While the Swiss Federal Court has not published its ruling yet, according to a Reuters report published on ESPN’s website, the Italian media are stating that the ruling has gone against Valverde.
That case is concerned with a two-year ban imposed on the cyclist by the Italian Olympic association, CONI, after blood samples taken from the cyclist when the 2008 Tour de France crossed into Italy were found to be a DNA match for blood seized during Operacion Puerto which bore the codename Valv.Piti, allegedly referring to the first four letters of his surname plus the name of his dog.
A ruling is still awaited on a second case involving Valverde heard by the CAS in Lausanne last month, in which the World Anti Doping Authority (WADA) and the sport’s governing body, the UCI, protested the failure of RFEC, the Spanish cycling federation, to open disciplinary proceedings against the rider as a result of his alleged links to Operacion Puerto.
Should that decision, expected next month, go against Valverde, that would pave the way to him being handed a two-year ban by the UCI, while the Swiss Federal Court’s ruling on the earlier CAS decision, if reports are true, are also likely to result in the governing body extending the rider’s ban from racing in Italy to worldwide.
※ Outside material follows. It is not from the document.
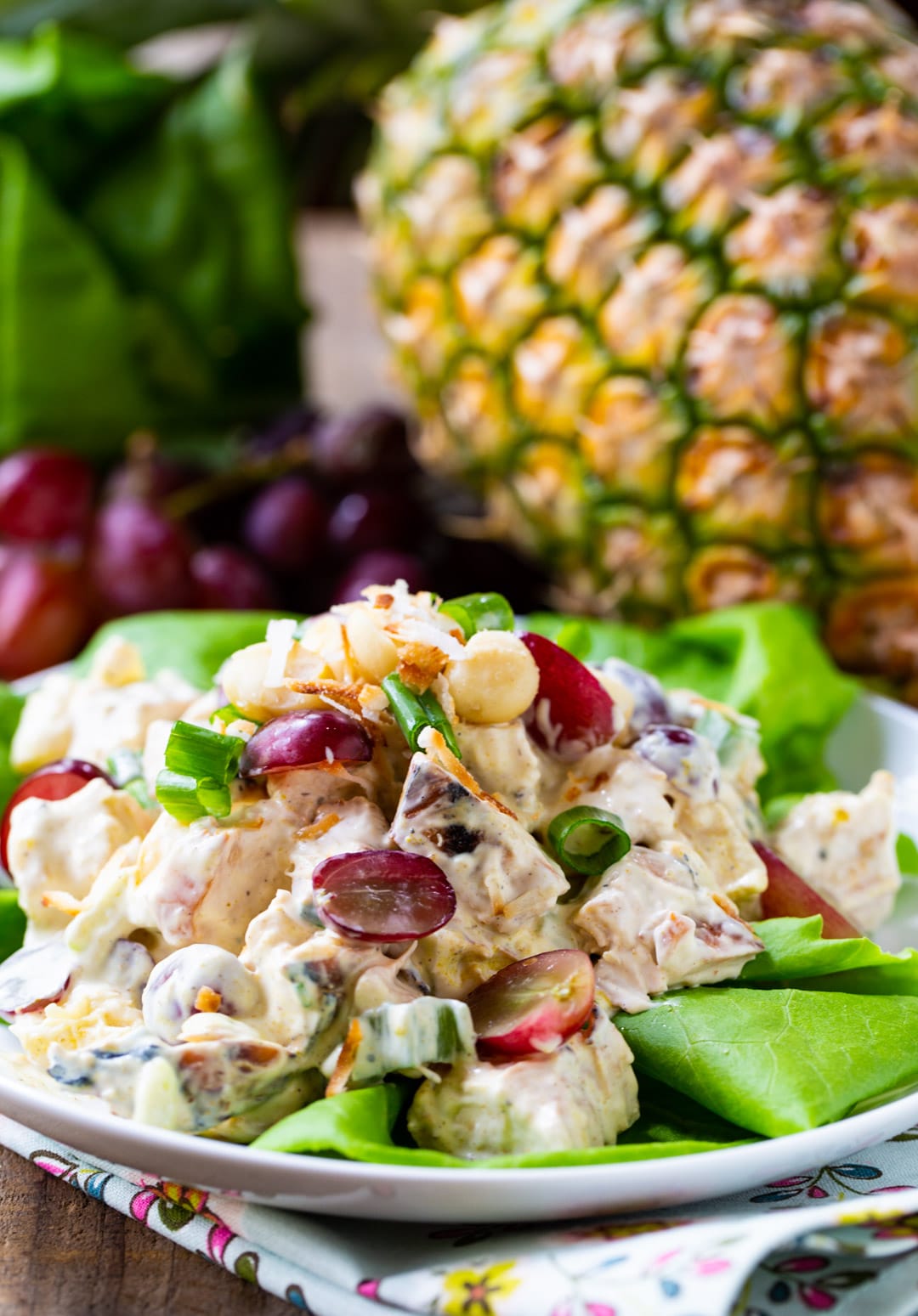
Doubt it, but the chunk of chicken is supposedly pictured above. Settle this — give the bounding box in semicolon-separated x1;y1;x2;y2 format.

As if that weren’t enough to keep Valverde’s lawyers busy, a Spanish newspaper has this week claimed that documents have been found explicitly linking his name to a drugs ring broken up in Valencia last November following a police investigation called Operacion Grial ('grail').
That operation centered around a sports doctor, Walter Virú, not only an ex-colleague of Eufemiano Fuentes, the doctor implicated in Operacion Puerto, but also the doctor of the Kelme team that Valverde raced for between 2002 and 2004.
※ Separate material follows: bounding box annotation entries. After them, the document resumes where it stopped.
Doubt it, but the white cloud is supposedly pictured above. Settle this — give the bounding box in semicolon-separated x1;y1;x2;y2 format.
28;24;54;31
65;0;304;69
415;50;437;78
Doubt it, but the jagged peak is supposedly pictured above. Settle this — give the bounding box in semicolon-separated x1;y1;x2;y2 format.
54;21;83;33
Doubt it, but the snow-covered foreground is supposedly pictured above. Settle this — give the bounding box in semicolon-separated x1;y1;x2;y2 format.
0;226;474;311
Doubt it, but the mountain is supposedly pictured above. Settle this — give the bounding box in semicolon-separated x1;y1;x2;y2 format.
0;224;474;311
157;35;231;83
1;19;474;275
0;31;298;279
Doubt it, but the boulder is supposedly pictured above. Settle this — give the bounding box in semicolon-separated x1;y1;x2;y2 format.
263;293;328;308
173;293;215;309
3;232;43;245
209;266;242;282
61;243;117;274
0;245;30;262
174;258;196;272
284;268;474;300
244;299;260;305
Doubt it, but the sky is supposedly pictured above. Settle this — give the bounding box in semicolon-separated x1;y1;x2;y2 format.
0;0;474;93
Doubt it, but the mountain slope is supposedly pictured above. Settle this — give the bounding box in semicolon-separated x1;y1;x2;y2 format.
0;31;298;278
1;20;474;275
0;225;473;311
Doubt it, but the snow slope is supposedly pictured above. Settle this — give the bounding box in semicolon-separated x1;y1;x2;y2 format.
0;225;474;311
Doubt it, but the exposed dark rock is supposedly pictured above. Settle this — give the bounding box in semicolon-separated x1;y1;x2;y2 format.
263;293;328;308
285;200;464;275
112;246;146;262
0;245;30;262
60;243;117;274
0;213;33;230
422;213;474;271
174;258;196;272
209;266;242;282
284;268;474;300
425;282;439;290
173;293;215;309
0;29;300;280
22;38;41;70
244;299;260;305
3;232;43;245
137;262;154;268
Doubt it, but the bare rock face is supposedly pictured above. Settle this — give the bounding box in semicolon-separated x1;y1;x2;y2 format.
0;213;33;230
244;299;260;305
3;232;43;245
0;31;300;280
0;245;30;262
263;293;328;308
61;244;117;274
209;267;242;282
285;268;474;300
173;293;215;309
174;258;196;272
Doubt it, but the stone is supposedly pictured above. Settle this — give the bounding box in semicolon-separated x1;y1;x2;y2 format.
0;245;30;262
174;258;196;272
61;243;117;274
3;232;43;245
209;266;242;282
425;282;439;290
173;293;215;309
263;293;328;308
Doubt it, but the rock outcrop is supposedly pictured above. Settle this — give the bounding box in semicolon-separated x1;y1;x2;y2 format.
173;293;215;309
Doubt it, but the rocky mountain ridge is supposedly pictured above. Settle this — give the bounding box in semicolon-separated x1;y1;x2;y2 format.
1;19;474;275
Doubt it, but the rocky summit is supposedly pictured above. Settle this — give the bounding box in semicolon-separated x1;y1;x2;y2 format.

The newspaper Público reports that police involved in Operacion Grial have seized computer records and handwritten documents that among other things specify when particular cyclists received performance-enhancing drugs and that they clearly link Valverde’s name to the investigation.
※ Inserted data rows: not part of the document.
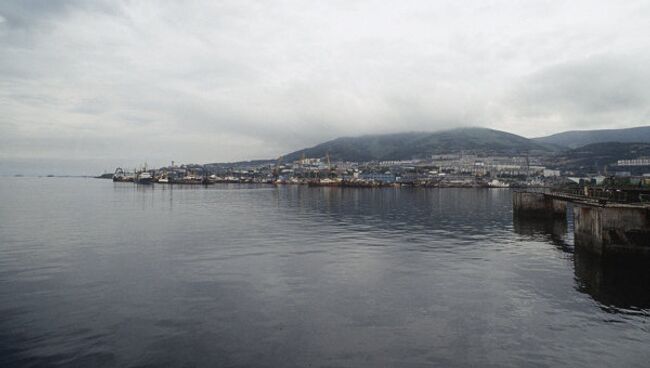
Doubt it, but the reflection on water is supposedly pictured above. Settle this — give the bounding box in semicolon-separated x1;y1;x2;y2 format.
513;213;650;314
574;248;650;314
0;178;650;368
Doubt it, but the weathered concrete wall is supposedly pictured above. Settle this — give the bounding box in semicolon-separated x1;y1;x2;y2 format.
550;199;566;218
573;205;603;254
574;204;650;254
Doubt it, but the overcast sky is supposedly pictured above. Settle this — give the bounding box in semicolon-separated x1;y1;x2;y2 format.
0;0;650;174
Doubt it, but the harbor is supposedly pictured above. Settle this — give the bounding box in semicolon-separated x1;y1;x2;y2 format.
512;187;650;255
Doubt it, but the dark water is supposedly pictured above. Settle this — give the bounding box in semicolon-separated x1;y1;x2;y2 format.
0;178;650;367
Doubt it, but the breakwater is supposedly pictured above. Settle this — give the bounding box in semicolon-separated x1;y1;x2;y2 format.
512;191;650;254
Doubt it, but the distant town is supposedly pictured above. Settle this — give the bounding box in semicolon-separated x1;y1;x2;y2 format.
104;154;650;188
102;127;650;188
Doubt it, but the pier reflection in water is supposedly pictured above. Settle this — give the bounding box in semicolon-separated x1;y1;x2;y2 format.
513;207;650;315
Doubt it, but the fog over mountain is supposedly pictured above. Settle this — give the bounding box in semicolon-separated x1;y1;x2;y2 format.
0;0;650;174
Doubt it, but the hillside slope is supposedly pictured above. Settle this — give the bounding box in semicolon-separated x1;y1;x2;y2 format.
533;126;650;148
284;128;557;161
The documents are said to have been sent to Judge Antonio Serrano, who conducted Operacion Puerto, and according to reports, riders’ names have not been rendered in code, unlike those in the previous investigation. It is thought that Virú’s failure to destroy those documents may have been due to him wanting to retain them in case he needed to use them in the future.
Under WADA rules, documents more than eight years old cannot be used in evidence in connection with doping allegations, meaning that any bearing Valverde’s name dated prior to April 2002 would be inadmissible; however, since that coincides with the start of his career with Kelme, it could be that the cyclist is about to find himself embroiled in yet another round of litigation.